Today, the Georgia and South Carolina State Quarter Coins remember the capture of the British ship with its stores of gunpowder by the Georgia schooner and the South Carolina barges on July 10, 1775.
From The History of Georgia: Revolutionary Epoch by Charles Colcock Jones, published in 1883:
In his dispatch, dated Whitehall, July 5, 1775, the Earl of Dartmouth apprises Governor Wright that the “advices received from every quarter contain evidences of an intention in almost all the Colonies to the northward to take up arms against the government of this Kingdom.
“In this situation it is the King’s firm resolution that the most vigorous efforts should be made both by sea and land to reduce his rebellious subjects to obedience: and the proper measures are now pursuing not only for augmenting the army under General Gage, but also for making such addition to our Naval strength in North America as may enable Admiral Graves to make such a disposition of his fleet as that besides the Squadron necessary for the New England station there may be separate squadrons at New York, within the Bay of Delaware, in Chesapeake Bay, and upon the coast of Carolina.”
The applications forwarded by Governor Wright to General Gage and to Admiral Graves failed of securing the desired assistance because they never reached their destination.
As they were passing through Charlestown, the committee of safety withdrew them from their envelopes, and substituted in their stead other dispatches representing the Province of Georgia as quiet, and in need neither of troops nor of war vessels.
These being transmitted in the original envelopes completely deceived the respective commanders to whom they were addressed.
The original dispatches were, by the committee of safety, forwarded to the Continental Congress.
It was not until sometime after, when Sir James Wright met General Gage in London and inquired why the requisition for troops had not been filled, that he became aware of the deception practiced.
The suggestion contained in the communication of Governor Wright to Admiral Graves that the port of Savannah was blockaded, may be thus explained.
The Carolina committee, notified of the fact that a ship had sailed for Georgia having on board a large supply of powder intended for the use of the Indians and the service of the Royalists, resolved to capture it.
Captains Barnwell and Joyner of Beaufort were directed to employ every means at command to seize the expected ship and secure the military stores on board.
Embarking forty men, well armed, in two barges, they proceeded to the mouth of the Savannah and encamped on Bloody Point in full view of Tybee Island light house.
The Provincial Congress of Georgia offered every assistance to these officers, and told them, if they so desired, they should be aided in the capture of the British armed schooner stationed in the river.
To that end arrangements were made for a junction of the Carolina and Georgia forces.
A schooner was commissioned by the congress and placed under the command of Captain Bowen and Joseph Habersham.
On the approach of the Georgia schooner the British armed vessel weighed anchor, put to sea, and departed.
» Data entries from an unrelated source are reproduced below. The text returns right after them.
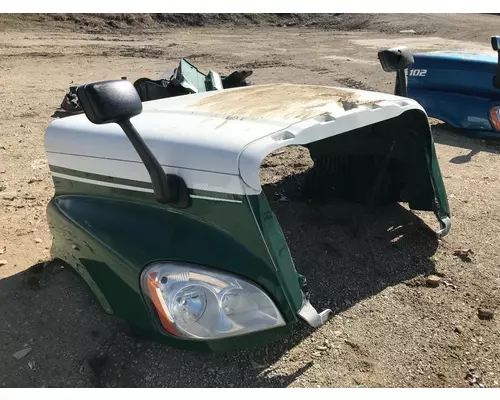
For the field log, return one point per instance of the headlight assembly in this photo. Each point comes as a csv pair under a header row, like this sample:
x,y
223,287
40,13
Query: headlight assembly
x,y
198,303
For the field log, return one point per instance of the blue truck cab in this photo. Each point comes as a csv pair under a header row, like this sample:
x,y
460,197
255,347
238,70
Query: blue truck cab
x,y
459,88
The Georgia schooner, taking a position beyond the bar, had been on the lookout only a few days when, on the 10th of July, Captain Maitland’s ship, direct from London and having the powder on board, was descried in the offing.
Perceiving the schooner, and perhaps suspecting some evil design, the ship paused before entering Tybee inlet, and, in a little while, tacked and stood out to sea.
Quickly pursued, she was overhauled by Captain Bowen and the Georgians who, assisted by the Carolina party, boarded and took possession of her.
This Georgia schooner is said to have been the first provincial vessel commissioned for naval warfare in the Revolution, and this the first capture made by order of any congress in America.
Of the powder taken from this ship nine thousand pounds fell to Georgia as her share of the prize.
At the earnest solicitation of the Continental Congress five thousand pounds were sent to Philadelphia and were there issued in supplying the necessities of the embryo armies of the united colonies.
One authority states that six tons of gunpowder were taken from this vessel, and Captain McCall estimates the amount at thirteen thousand pounds.
It formed a most valuable contribution to the military stores of the nascent republic, and its exploding thunders shook the earth upon more than one battlefield during the war of the Revolution.
The Georgia and South Carolina State Quarter Coins show with an artist’s portrayal of ships at sea in the early 1800s.